Hence, in comes the second scenario. The Revolutionary Guards, once an undisciplined group of volunteers with political views as broad as there are Iranians and with not much more weaponry than Kalashnikovs, have steadily gained power in Iran during the past thirty years. The young revolutionaries, who survived the internal cleansings of the corps, have climbed the proverbial ladder; spread their influence in every imaginable institution, governmental, economical or else in Iran. This has happened with not so little help from Khamenei himself who, specially at the beginning of his rein was a weak figure, a compromise to fill the void of shunned Ayatollah Montazeri; and who needed all the help he could get to establish himself as the supreme leader. So he bought the support of the Revolutionary Guards by simply agreeing to all their demands. Four years ago he went one step further, fiddled strongly with the election results back then, ousted the reformist Karroubi from the race and humiliated his former ally Rafsanjani, who because he embodied all that was wrong with the regime never stood a chance anyways, and handed the presidency to Ahmadinejad. With Ahmadinejad as president, the revolutionary corps was effectively running the country.
Four years on and the commanders of this mighty military, economic and political force were not too happy to lose their privileges by the hands of a former prime minister. One they helped to get rid of some 20 odd years earlier by simply abolishing his office all together. This time around Khamenei, as argued above, had much to lose if he would decide to meddle with the result just as he did last time. So the revolutionary guards staged a sort of a palace coup d’état, effectively forcing Khamenei to follow their lead. The pros and cons for the guards?
- They maintain their power.
- Khamenei becomes a weak figure with not much authority, letting the Guards to expand their influence by directly dictating the state policies
- They can continue to do all this in the background with little direct attention to their affairs.

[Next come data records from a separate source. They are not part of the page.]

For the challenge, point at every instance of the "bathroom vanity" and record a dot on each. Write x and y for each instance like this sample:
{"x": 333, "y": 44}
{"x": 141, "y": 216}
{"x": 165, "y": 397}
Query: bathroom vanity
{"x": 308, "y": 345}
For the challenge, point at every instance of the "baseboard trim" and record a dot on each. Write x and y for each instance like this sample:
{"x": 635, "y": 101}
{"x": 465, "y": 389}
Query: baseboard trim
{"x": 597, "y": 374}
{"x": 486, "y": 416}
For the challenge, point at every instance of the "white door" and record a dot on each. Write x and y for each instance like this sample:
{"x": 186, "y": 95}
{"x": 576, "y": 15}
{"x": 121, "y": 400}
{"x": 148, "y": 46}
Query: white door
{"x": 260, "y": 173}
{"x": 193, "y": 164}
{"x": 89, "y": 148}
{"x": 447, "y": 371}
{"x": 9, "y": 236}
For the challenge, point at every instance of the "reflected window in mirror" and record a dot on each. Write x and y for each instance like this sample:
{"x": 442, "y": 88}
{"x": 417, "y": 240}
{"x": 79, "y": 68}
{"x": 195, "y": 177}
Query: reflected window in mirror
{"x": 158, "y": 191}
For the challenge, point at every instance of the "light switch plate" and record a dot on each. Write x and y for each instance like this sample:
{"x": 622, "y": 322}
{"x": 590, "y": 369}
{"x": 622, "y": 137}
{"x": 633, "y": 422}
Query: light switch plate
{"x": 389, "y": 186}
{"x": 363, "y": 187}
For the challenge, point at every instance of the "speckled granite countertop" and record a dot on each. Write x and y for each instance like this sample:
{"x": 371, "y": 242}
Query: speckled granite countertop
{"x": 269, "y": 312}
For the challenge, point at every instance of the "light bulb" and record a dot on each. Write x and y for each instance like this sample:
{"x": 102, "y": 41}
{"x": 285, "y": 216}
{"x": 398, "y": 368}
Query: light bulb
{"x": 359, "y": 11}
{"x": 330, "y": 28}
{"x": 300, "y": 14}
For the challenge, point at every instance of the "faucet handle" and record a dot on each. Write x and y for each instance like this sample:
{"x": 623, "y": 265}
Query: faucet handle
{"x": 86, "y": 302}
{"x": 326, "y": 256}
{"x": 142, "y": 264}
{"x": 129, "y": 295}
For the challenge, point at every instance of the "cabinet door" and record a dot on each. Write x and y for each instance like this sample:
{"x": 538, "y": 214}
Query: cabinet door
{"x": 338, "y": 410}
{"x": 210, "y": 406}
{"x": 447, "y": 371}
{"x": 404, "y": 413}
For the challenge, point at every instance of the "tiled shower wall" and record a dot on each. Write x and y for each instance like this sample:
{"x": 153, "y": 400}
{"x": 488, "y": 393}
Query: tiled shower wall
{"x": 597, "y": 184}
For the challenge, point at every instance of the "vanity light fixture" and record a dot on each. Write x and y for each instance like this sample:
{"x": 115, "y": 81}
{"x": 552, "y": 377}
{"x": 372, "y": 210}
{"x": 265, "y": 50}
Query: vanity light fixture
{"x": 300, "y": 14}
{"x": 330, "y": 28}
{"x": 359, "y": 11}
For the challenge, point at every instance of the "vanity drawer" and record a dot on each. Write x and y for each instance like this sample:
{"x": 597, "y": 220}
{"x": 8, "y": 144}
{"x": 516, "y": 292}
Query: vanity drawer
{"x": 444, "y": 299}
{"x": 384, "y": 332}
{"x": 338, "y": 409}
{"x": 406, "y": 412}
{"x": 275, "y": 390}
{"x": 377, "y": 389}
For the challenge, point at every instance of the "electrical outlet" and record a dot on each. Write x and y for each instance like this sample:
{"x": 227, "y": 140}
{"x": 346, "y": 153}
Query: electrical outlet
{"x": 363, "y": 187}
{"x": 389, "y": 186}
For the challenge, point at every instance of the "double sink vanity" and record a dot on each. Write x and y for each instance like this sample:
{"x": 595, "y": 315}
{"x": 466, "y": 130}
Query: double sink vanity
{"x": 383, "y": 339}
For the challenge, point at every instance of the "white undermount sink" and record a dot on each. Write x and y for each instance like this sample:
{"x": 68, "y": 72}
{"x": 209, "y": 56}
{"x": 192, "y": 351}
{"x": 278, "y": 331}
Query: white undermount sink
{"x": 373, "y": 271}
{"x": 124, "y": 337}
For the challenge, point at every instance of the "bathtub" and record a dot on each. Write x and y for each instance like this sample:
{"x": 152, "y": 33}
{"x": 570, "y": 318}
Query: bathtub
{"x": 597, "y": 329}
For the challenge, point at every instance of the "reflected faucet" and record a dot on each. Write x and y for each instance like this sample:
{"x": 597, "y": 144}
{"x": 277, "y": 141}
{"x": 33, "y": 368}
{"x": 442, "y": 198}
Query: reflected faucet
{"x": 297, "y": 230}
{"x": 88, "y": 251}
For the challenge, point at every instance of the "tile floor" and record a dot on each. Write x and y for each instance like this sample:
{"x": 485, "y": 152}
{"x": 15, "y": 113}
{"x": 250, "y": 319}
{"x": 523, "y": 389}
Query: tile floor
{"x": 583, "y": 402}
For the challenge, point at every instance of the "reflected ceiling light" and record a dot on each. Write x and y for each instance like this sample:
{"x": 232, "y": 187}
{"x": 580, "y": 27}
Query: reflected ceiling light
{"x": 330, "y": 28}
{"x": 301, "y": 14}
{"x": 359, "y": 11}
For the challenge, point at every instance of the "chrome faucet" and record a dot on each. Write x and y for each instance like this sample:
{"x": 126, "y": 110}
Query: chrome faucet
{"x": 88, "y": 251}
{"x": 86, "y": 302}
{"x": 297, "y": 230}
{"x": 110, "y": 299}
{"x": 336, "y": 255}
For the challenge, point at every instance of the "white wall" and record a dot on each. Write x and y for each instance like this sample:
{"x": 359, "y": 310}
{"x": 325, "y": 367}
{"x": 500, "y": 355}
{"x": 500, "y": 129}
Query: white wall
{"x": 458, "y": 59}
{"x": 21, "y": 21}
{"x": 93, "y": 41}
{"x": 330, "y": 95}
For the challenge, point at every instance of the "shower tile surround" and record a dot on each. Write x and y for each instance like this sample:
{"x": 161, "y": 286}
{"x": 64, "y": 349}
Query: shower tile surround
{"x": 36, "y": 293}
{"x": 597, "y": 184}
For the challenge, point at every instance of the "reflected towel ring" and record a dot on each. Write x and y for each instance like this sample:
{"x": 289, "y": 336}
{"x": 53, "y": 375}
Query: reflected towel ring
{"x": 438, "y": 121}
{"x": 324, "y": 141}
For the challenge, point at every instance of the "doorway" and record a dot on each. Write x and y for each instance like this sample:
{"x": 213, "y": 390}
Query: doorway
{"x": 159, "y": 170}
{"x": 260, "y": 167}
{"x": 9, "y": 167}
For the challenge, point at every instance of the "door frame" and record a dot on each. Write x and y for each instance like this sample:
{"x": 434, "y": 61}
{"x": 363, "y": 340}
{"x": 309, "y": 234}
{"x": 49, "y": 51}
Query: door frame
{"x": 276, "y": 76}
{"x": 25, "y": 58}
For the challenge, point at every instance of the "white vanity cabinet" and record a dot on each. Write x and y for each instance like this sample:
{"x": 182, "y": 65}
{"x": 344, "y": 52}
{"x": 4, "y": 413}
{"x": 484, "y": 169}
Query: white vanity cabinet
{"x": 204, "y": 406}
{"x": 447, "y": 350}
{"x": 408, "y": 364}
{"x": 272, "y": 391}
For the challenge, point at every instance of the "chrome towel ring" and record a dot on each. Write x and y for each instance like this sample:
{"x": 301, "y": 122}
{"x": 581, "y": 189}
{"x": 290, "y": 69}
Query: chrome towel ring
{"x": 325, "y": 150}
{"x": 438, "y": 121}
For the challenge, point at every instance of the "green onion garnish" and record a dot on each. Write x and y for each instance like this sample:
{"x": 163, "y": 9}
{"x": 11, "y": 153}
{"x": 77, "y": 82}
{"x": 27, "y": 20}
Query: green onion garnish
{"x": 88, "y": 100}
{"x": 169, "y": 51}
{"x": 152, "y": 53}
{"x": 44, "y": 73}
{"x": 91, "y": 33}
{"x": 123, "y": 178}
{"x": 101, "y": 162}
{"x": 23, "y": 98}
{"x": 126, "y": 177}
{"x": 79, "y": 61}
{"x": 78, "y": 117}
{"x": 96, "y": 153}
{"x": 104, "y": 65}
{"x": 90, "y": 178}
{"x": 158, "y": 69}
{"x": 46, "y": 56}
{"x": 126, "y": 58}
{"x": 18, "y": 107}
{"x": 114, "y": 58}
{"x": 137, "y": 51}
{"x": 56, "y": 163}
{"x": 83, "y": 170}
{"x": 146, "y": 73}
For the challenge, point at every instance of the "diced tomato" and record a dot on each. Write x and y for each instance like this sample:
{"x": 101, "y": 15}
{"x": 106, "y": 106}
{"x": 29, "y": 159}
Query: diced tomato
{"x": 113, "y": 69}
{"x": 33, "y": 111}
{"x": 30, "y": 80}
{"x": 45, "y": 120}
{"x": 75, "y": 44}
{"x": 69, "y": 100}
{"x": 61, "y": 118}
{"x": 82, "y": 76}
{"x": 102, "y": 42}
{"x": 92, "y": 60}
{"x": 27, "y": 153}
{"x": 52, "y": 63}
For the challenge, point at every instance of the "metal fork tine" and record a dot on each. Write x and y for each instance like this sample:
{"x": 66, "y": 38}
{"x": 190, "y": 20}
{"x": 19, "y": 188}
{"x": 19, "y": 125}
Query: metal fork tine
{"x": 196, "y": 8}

- There would be internal disputes in the highest echelons of power in Iran. But that suits the Revolutionary Guards just fine, offering them a golden opportunity to eliminate dissent within the ruling elite.
- They would risk a revolution. The Revolutionary Guards expected that and unleashed the Basij militia on the people. Force, they assumed, will solve this problem
I conclude therefore by asserting that what we have witnessed so far is a coup d’état by the Revolutionary Guards. Unless the new Iranian revolution manages to keep up its momentum, we’ll witness much bloodshed inside and outside of the inner circles. This would indeed be the worst possible outcome for the Iranian nation, one that certainly this most sophisticated people do not deserve.
United we stand, divided we’ll be ruled by the Revolutionary Guards.